Provisioning mode

When you install a new clean instance of Seacat Auth, there is no conventional of logging in since there are no user accounts. Provisioning mode creates temporary superuser credentials which can be used to log in and create an ordinary account for yourself.

Running Seacat Auth in provisioning mode

There are two ways to activate providioning mode:

  • The first option is to execute seacatauth.py with --provisioning argument
python3 seacatauth.py -c /conf/seacatauth.conf --provisioning
  • The other option is to set the SEACAT_AUTH_PROVISIONING environment variable to 1 or TRUE, export it and run Seacat Auth. This is easily done in docker-compose.yml:
seacat-auth-svc:
  ...
  environment:
    - SEACAT_AUTH_PROVISIONING=1

Logging in

When you start the provisioning mode, the following text will be printed into the Seacat Auth log:

SeaCat Auth is running in provisioning mode.
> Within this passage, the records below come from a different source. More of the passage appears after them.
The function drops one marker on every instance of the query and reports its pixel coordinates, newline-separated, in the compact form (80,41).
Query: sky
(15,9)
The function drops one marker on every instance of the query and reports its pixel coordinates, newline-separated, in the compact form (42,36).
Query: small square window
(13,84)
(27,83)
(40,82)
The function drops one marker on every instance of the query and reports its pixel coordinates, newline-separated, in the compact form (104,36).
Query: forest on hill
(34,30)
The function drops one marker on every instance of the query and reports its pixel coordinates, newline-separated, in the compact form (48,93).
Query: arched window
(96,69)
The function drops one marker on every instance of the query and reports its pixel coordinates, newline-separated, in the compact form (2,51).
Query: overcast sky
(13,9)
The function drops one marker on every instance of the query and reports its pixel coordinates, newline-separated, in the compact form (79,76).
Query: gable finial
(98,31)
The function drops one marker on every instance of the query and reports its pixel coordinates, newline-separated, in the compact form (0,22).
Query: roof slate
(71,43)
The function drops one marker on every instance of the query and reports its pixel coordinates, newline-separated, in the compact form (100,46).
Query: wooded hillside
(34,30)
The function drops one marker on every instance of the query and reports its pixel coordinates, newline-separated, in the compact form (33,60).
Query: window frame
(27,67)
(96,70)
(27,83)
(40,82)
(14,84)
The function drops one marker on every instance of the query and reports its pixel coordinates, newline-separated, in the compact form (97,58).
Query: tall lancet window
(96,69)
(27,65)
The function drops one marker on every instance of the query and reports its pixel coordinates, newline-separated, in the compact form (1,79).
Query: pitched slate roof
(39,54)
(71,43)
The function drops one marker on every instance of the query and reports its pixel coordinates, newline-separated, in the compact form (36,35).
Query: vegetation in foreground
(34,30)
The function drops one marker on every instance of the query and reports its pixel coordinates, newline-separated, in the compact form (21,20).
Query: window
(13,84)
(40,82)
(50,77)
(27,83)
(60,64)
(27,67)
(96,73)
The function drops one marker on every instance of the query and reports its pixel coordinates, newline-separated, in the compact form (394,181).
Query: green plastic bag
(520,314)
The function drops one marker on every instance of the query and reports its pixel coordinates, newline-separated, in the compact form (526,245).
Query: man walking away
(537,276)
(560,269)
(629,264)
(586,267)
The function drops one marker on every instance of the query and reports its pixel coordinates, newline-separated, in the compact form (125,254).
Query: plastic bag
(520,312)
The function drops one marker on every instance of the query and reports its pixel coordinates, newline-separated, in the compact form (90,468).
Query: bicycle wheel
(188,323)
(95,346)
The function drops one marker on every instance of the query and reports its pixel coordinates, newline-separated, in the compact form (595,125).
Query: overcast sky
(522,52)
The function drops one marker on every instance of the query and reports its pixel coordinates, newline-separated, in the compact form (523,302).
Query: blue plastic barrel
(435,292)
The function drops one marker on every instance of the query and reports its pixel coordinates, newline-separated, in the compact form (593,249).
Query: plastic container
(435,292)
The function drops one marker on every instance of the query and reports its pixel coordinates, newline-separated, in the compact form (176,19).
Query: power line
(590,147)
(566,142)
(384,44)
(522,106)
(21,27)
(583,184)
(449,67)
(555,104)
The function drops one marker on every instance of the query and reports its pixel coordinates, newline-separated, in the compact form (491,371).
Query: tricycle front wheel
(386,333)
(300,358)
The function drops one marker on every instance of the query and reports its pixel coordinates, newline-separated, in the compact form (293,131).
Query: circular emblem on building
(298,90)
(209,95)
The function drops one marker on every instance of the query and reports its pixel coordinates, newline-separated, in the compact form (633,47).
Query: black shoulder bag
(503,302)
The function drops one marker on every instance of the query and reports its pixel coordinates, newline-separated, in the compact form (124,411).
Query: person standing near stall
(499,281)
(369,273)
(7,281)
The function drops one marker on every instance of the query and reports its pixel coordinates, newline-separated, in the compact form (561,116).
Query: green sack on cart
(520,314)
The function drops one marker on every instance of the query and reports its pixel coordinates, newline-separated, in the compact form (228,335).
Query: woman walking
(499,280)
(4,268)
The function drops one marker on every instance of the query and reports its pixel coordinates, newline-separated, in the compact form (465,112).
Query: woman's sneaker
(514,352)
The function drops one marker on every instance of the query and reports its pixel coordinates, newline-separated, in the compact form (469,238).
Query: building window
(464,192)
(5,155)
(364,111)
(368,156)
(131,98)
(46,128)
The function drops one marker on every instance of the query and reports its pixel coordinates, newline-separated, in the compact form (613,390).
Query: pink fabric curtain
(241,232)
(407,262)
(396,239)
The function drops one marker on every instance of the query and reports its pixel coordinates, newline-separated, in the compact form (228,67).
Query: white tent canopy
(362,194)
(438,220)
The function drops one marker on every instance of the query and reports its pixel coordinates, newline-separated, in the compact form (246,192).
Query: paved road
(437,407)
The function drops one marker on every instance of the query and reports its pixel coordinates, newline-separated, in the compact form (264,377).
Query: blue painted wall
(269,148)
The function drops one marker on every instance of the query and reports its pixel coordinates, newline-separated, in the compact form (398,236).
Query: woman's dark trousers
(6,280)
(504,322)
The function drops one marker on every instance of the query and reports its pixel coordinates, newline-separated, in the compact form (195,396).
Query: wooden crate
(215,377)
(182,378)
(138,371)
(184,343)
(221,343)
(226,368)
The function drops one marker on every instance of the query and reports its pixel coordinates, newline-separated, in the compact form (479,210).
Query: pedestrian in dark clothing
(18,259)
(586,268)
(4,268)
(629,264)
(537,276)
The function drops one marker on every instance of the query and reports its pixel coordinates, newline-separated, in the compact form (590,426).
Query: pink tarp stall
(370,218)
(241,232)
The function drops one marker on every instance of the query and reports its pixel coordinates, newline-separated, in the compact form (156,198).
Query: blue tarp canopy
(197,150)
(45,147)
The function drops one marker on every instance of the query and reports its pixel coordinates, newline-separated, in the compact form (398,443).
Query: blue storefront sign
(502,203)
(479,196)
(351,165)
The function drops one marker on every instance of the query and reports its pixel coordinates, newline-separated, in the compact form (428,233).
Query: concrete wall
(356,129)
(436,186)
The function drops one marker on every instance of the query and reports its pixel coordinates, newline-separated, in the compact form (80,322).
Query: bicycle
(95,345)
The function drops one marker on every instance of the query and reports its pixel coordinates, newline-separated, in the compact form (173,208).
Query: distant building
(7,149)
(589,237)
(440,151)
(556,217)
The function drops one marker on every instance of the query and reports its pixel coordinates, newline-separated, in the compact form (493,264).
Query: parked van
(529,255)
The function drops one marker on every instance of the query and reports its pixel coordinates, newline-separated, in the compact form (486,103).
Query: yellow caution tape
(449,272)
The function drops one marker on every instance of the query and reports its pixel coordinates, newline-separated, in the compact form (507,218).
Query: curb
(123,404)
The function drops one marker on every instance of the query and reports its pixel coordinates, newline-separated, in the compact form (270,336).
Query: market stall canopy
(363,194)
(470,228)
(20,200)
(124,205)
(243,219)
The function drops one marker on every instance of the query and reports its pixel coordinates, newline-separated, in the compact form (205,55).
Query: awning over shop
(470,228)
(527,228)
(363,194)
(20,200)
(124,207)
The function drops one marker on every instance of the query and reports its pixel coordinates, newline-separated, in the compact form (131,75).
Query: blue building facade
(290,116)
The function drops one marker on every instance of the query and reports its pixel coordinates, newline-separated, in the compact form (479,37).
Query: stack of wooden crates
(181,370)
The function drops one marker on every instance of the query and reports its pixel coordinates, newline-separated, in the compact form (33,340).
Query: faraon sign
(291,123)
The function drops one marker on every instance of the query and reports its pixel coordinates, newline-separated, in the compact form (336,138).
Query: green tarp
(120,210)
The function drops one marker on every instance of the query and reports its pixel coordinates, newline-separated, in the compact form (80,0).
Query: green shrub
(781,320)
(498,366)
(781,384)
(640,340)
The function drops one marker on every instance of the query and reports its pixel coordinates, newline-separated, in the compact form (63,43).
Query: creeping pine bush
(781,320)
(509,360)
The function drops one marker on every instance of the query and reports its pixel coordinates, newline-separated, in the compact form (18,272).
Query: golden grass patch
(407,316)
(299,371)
Use the following credentials to log in:

	USERNAME:   superuser
	PASSWORD:   **************

Use those credentials to log in.

In the WebUI you will see that a provisioning tenant and a provisioning role have been created. These are temporary and will be automatically deleted when the app is stopped.

NOTE The superuser credentials are deleted and recreated with a new password everytime the app is restarted.

Setting up the environment

  • Create a tenant. Any user must have at least one tenant assigned to them to be allowed into Seacat WebUI.
  • Create a superuser role. To be able to execute some administrative commands it is necessary to have a superuser role assigned. This role must be created as global. After creating it, open the role detail and add the authz:superuser resource into the role. It is advisable to have at least one user with superuser rights.
  • OPTIONAL Create a seacat-user role. If you are using resource-based authorization in Seacat WebUI or API, it is useful to have a role that allows its bearer to access the Seacat WebUI but doesn’t grant them superuser administrative rights. Create a role and assign the seacat:access resource to it.
  • Create a user account. The password will be sent via email or SMS, depending on what contact info you fill in. Make sure that your SMTP or SMS provider is set up properly in Seacat Auth config.
  • Open the user detail and assign the tenant and the role that you created earlier.
  • You can now log out of the provisioning superuser session.
  • Check if you have received the reset password link for your new credentials. Proceed to reset the password and then log in!

NOTE Do not assign the provisioning tenant or the provisioning superuser role to any other user, as it is temporary and will be deleted when the app is restarted and provisioning ends.

Disable provisioning mode

To disable provisioning mode, simply run the app without the --provisioning flag and with SEACAT_AUTH_PROVISIONING set to 0 or unset completely (deleted from docker-compose.yml).